Windows Phone realised that more than a year ago. Kind of. It integrated SMS and Facebook Chat before even Facebook did. But then Facebook did it better. And now WIndows Phone is shying away from taking on more chat partners. Android, meanwhile, somehow doesn’t even sync up your Google Talk and SMS, and iPhone is as locked down as anyone.
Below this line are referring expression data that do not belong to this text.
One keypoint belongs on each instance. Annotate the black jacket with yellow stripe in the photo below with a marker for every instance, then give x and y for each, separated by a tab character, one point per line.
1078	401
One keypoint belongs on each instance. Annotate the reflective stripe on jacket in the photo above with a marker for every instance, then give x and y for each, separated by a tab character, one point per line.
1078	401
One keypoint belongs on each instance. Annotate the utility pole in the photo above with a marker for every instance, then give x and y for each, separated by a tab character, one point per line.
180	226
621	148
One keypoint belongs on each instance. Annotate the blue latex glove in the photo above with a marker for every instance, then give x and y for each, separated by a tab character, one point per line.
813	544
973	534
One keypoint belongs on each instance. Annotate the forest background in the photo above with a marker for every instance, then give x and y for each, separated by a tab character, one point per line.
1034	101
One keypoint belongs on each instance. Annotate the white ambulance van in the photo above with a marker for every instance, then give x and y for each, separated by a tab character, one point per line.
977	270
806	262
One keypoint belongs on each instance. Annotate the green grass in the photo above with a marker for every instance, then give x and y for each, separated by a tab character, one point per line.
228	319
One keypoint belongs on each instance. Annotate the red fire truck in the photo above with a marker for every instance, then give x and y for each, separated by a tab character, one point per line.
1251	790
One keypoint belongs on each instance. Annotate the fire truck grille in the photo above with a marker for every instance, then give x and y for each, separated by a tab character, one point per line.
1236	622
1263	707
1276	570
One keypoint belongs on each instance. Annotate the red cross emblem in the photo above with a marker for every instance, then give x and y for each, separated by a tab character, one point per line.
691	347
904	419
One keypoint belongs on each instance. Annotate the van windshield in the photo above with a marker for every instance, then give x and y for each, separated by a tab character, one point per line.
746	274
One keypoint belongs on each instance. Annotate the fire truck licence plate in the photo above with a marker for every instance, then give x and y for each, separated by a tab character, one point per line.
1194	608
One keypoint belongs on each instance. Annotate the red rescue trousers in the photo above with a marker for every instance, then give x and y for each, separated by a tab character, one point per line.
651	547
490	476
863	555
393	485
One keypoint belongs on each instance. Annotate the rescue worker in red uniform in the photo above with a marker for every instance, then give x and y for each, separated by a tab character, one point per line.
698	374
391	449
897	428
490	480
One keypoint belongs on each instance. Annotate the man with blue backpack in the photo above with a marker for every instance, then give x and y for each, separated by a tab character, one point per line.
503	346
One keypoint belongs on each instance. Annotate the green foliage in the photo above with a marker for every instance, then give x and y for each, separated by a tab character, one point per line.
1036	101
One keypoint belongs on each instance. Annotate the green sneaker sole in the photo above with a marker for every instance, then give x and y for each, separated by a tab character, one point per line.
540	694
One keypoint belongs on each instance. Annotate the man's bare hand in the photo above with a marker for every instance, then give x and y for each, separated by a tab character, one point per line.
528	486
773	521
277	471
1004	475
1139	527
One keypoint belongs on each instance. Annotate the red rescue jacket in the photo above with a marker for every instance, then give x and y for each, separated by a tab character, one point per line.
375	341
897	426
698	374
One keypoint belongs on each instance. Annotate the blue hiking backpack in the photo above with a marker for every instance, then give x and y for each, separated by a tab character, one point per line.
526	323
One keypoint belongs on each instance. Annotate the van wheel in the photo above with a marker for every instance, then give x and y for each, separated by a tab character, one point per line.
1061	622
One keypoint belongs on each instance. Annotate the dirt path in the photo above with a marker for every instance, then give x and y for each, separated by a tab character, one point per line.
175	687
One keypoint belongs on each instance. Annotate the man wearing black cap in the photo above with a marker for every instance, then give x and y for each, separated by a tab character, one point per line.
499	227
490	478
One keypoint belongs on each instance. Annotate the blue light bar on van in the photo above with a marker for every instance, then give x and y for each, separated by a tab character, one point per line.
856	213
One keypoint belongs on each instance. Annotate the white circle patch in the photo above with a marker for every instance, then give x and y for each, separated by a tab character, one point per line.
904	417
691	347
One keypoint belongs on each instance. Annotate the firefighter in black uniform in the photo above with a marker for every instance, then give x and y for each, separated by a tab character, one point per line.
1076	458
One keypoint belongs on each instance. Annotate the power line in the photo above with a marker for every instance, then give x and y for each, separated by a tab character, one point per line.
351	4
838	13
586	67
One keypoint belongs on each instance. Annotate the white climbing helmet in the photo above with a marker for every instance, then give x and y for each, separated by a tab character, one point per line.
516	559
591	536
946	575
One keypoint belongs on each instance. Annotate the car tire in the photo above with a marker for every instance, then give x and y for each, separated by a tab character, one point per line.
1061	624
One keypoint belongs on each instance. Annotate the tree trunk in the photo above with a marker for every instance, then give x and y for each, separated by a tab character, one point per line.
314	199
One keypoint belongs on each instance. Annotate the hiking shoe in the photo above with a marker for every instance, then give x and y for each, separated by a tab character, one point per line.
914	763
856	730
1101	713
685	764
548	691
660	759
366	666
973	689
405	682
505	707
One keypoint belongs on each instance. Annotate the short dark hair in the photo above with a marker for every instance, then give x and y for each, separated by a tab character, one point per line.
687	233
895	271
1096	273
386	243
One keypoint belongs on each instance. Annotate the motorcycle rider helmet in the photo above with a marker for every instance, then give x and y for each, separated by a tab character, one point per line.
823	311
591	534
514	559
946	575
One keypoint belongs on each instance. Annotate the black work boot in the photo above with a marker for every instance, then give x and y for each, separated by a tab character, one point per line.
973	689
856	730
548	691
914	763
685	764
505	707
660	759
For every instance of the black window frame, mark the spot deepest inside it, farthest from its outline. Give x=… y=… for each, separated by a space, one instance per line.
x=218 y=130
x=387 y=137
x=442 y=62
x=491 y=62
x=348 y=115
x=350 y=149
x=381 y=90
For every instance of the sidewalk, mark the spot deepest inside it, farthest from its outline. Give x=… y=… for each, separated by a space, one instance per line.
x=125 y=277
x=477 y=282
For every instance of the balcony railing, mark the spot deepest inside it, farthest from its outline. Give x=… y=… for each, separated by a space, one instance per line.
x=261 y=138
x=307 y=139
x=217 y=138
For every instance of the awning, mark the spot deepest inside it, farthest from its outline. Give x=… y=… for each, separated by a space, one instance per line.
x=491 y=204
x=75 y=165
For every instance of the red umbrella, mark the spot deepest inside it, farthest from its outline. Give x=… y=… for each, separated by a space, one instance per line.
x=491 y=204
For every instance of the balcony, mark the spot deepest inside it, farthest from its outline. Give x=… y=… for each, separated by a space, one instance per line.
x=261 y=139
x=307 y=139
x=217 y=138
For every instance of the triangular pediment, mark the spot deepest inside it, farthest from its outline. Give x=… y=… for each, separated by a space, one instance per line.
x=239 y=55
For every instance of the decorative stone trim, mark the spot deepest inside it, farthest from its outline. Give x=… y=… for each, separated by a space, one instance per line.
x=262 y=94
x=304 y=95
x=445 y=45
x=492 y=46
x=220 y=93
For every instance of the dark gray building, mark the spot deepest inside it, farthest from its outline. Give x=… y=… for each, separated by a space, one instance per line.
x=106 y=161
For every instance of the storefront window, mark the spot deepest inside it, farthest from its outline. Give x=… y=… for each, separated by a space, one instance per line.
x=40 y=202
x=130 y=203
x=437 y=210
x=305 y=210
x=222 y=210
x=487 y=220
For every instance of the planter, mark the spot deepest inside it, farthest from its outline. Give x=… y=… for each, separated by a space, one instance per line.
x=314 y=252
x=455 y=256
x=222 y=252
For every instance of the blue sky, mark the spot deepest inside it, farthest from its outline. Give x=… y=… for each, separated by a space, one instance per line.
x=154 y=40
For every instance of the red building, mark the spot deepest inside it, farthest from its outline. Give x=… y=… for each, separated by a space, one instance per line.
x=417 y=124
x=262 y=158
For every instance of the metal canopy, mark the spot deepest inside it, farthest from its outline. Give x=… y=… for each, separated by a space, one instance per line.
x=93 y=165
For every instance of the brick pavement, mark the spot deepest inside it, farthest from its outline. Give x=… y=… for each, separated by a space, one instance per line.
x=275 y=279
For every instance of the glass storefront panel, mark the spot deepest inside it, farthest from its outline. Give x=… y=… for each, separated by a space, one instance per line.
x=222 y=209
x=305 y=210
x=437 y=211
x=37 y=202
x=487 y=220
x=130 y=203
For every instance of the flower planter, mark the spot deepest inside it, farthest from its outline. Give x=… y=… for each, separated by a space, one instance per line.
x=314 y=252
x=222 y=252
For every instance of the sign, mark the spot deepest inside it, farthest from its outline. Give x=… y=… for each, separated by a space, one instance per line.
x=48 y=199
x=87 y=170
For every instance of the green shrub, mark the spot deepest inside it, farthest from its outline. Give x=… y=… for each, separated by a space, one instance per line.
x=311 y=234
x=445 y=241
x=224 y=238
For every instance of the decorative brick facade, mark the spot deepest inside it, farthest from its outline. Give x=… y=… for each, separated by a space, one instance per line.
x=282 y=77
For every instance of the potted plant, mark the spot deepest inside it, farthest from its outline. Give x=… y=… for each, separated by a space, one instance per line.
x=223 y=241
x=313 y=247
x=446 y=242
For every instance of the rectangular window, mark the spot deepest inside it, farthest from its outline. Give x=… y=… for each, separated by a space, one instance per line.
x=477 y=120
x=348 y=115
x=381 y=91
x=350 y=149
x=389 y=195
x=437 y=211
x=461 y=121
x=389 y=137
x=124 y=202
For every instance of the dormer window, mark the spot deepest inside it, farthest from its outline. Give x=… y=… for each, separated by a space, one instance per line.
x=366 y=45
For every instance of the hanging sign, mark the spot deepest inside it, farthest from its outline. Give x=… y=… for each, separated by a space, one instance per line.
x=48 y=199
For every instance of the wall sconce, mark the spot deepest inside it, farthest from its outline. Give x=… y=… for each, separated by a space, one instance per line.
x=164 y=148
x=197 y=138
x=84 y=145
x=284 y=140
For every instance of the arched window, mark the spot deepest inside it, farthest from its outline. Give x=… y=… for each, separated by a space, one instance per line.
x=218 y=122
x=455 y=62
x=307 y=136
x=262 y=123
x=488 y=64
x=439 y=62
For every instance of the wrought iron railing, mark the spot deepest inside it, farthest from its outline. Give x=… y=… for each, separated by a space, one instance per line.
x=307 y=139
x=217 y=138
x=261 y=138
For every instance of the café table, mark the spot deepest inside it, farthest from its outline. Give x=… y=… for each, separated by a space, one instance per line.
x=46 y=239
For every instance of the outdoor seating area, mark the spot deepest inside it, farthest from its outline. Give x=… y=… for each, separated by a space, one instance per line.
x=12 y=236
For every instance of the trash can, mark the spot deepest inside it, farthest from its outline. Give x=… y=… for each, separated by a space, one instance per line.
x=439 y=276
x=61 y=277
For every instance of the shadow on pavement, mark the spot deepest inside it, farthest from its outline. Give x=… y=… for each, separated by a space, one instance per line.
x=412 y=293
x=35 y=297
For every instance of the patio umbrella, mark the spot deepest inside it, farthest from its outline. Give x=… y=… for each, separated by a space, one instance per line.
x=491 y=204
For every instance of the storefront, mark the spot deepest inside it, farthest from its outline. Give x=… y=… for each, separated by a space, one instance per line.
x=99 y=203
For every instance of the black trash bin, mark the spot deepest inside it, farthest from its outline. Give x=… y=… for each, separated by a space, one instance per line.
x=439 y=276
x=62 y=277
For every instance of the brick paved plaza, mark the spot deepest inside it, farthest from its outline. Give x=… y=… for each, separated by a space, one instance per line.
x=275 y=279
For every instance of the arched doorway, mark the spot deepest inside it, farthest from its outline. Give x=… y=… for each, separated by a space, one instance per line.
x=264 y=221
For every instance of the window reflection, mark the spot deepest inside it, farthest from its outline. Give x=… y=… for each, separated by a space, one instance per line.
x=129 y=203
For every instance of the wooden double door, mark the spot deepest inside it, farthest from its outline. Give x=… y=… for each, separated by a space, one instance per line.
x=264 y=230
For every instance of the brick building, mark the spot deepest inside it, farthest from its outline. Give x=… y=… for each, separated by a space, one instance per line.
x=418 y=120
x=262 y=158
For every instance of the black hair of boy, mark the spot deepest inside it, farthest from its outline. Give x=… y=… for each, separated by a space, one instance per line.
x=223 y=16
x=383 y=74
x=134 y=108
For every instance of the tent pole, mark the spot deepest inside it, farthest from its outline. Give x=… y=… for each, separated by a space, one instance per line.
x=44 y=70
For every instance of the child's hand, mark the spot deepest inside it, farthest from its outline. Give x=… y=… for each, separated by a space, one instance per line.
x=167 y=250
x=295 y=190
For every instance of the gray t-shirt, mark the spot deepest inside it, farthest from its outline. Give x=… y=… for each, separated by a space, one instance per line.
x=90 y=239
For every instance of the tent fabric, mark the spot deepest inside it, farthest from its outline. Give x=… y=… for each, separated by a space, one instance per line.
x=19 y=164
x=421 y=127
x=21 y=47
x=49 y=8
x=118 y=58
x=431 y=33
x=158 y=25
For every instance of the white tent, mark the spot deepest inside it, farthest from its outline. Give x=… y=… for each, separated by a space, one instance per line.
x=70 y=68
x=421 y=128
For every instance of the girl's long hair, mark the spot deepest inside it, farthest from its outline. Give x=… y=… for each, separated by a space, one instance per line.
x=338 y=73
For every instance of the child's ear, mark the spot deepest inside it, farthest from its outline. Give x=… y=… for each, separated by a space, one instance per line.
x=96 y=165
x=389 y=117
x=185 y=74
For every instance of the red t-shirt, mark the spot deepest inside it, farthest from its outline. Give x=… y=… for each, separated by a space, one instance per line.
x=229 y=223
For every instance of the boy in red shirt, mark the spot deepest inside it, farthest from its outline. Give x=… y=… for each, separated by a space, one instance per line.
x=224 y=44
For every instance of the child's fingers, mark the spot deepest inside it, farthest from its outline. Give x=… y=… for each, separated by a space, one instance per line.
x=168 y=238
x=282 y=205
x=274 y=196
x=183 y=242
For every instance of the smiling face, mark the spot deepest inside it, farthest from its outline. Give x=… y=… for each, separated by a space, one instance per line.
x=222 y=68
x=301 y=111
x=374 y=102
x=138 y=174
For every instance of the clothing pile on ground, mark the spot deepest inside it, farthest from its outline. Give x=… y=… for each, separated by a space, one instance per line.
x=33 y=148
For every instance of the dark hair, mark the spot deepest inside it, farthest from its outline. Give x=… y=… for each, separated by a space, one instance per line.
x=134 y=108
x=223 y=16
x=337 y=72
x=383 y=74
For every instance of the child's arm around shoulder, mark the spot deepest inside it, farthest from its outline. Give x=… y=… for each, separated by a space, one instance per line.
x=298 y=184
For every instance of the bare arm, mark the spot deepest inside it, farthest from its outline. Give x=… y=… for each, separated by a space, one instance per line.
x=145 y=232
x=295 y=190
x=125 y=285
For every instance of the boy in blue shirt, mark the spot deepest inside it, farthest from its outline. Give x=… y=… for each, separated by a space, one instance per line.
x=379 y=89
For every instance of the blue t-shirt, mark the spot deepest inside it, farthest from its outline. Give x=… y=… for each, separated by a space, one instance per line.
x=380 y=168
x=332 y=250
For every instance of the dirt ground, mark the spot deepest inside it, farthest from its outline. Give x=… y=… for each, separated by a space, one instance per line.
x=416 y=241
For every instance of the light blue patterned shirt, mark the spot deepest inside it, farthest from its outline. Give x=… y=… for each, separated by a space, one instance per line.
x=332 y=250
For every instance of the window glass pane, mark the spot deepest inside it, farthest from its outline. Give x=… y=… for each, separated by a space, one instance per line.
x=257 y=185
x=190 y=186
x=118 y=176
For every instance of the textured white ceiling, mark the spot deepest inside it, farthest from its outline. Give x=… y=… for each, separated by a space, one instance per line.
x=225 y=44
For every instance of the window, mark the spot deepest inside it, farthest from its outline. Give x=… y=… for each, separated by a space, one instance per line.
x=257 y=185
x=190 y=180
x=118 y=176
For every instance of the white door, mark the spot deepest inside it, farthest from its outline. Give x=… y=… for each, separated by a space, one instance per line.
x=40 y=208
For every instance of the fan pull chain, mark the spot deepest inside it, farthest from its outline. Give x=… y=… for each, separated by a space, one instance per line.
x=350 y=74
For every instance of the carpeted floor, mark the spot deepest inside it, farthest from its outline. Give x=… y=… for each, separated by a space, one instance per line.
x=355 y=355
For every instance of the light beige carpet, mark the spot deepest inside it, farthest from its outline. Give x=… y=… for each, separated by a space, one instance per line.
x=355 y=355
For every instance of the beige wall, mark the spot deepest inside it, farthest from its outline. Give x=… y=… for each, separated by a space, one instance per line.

It’s almost impossible to create a new standard everyone can agree on in the best circumstances; much more so in as hotly contested an arena as mobile. Even cross-platform options like Facebook or Google Talk — or group variations like GroupMe — suffer from the modern expectation to not just be able to talk to everyone, but to be able to do it from one place. Which is a problem, because a lot of times the people making operating systems explicitly want to freeze out competitors’ chat platforms, like Microsoft with Google Talk.
It’s possible today through add-ons or plug-ins or third-party apps, to mostly hack your way to text message bliss. But good luck explaining how to do that to your parents. That’s why SMS isn’t going anywhere any time soon; it’s awful in so many ways, but at least it’s something we all agree on. If it does end up getting replaced, it’ll have to be by something as brutally simple as it is, and has always been.
All that adds up to a mess of disagreement and redundancy — a cell tower of Babel, more or less. So for now, the future of text messaging is a just a room full of interesting folks, refusing to talk to one another.